The latest draft amendment proposes far less than what some German publishers sought from the beginning. Throughout the last three years that a neighbouring right has been under consideration in public hearings, the publishers have insisted that the use of its material for any commercial gain – both in the online and offline spheres – should be reflected with some recompense to them.
“The example that was given at the hearing was: a bank employee reads his morning newspaper online and sees something about the steel industry, and then advises his clients to invest in certain markets,” says Mathias Schindler of Wikimedia Deutschland, who has attended the hearings.
“They see someone making money from the internet and they don’t have an idea themselves – so let’s get money from the search engines. Simple as that.“
– Dr Till Kreutzer
“The publishers argued that the bank consultant was only able to advise his clients because of the journalistic work in the published article. So that means the publisher deserves a fair share of any money made from that scenario. This was the proposal from the start.”
Although German newspaper and magazine sales are holding up well in comparison with other European titles, publishers here are grappling with how to bring money in from the online side of their businesses. While newspapers such as the New York Times and the Times of London have erected paywalls in different guises, there is little appetite among German publishers to bill internet users directly for access to their sites. The Berliner Morgenpost keeps some of its content available only to print edition subscribers, but most of its site remains wide-open.
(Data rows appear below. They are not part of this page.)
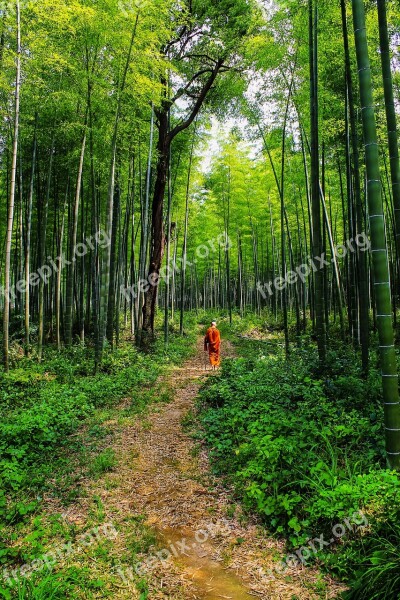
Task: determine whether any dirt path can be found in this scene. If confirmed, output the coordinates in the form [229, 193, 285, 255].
[64, 339, 338, 600]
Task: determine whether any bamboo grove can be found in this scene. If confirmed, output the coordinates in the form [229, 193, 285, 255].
[0, 0, 400, 466]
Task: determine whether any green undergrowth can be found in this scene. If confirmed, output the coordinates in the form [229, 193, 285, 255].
[199, 319, 400, 600]
[0, 315, 198, 598]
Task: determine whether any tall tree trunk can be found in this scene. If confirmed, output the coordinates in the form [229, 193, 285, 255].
[25, 113, 38, 356]
[65, 124, 87, 346]
[97, 17, 139, 362]
[142, 59, 223, 341]
[309, 0, 326, 365]
[3, 0, 21, 373]
[352, 0, 400, 469]
[378, 0, 400, 274]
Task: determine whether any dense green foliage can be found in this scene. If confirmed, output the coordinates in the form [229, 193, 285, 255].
[0, 319, 196, 572]
[200, 318, 400, 598]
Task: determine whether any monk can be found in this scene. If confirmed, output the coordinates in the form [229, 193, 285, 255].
[204, 321, 221, 371]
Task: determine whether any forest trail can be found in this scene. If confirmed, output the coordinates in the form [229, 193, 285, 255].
[67, 338, 338, 600]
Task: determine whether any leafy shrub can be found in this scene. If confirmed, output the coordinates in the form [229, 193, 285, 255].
[199, 345, 400, 575]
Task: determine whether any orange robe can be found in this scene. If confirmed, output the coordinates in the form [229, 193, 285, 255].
[204, 327, 221, 367]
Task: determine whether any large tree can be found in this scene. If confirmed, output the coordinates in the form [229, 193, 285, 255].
[142, 0, 257, 337]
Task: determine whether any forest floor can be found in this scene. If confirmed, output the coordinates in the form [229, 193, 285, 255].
[58, 338, 343, 600]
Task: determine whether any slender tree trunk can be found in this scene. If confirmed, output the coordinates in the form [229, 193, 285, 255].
[3, 0, 21, 373]
[377, 0, 400, 273]
[25, 113, 38, 356]
[65, 124, 87, 346]
[309, 0, 326, 366]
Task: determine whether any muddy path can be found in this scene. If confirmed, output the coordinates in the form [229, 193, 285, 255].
[65, 338, 339, 600]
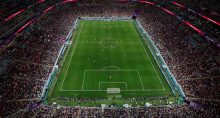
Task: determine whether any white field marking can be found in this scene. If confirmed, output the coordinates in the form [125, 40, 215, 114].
[60, 89, 166, 92]
[85, 69, 137, 72]
[94, 25, 124, 28]
[120, 21, 124, 27]
[78, 41, 140, 44]
[99, 36, 118, 49]
[99, 82, 128, 90]
[81, 70, 86, 90]
[130, 21, 164, 89]
[137, 70, 145, 90]
[102, 66, 121, 70]
[60, 22, 84, 89]
[81, 69, 137, 90]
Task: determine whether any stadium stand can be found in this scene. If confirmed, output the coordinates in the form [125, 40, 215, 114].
[0, 0, 220, 118]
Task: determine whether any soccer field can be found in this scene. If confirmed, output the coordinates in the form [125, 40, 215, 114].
[51, 20, 173, 98]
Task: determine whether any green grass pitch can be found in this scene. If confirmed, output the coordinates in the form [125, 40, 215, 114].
[51, 20, 173, 98]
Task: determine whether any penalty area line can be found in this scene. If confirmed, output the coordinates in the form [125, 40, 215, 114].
[60, 22, 84, 90]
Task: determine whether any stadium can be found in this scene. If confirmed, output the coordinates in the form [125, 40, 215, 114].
[0, 0, 220, 118]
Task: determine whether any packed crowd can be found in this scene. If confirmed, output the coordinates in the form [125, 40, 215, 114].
[0, 0, 220, 118]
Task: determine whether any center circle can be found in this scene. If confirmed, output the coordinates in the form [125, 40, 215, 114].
[100, 37, 118, 49]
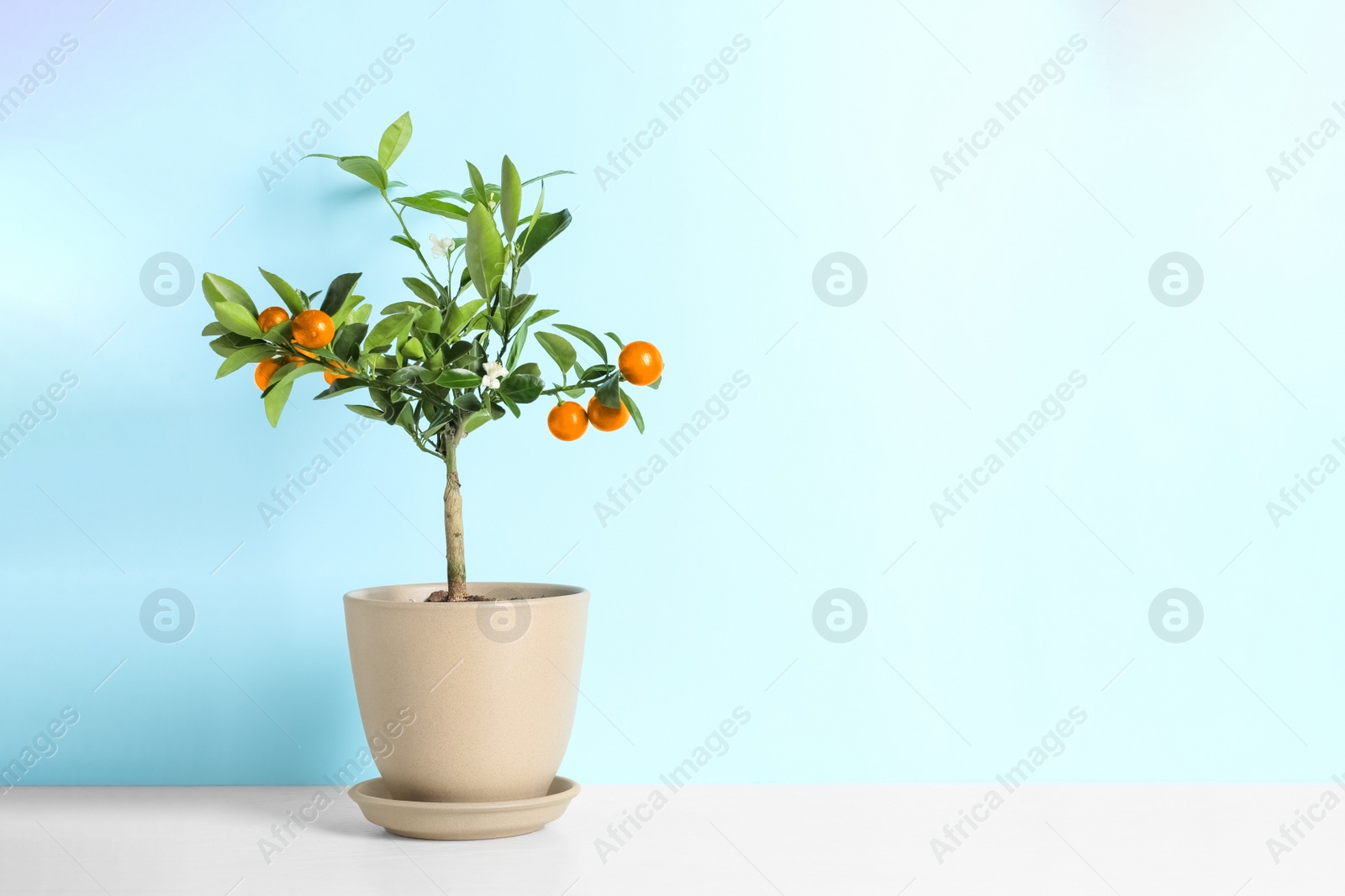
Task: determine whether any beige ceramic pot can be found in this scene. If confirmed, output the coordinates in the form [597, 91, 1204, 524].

Money from search engines?
Digital rights experts say the publishers are seeing the search engine companies make huge amounts from online advertising and want to benefit from their profits because they lack a strategy to make money themselves.
“They see someone making money from the internet and they don’t have an idea themselves – so let’s get money from the search engines. Simple as that,” says Dr Till Kreutzer, a copyright expert at the Bureau for Information Law Expertise.
“There is a question on whether this could be justified in a free market. The market for journalistic content – both online and offline – is changing, so the press publishers need to find new business models. To say that we need something like a tax that is only gathered from the richest members of the media markets – in this case the search engines – is really queer.”
With federal elections just over a year away the publishers and their supporters in the federal government have little time left to push a neighbouring right amendment into law. Politicians in Berlin will go into summer recess before the vote in September 2013 and opponents of the neighbouring right are expected to challenge successive sets of proposals. The two sides appear to be at implacable odds in a case which could provide a lesson for legislators, businesses and internet freedom advocates in other countries.
“Right now, it seems everyone is unhappy with the second draft,” Schindler says.
“The publishers are unhappy because of the downsizing. The internet industry representatives are unhappy because of the uncertainty, the bloggers are unhappy. And since no-one anticipates any extra revenue coming out of this second version, the journalists are unhappy.
“From this point on, anything is possible, including sending the bill back or shelving it. I wouldn’t be surprised that as a result of lobbying and campaigning by different parties this bill ends up dead on arrival.”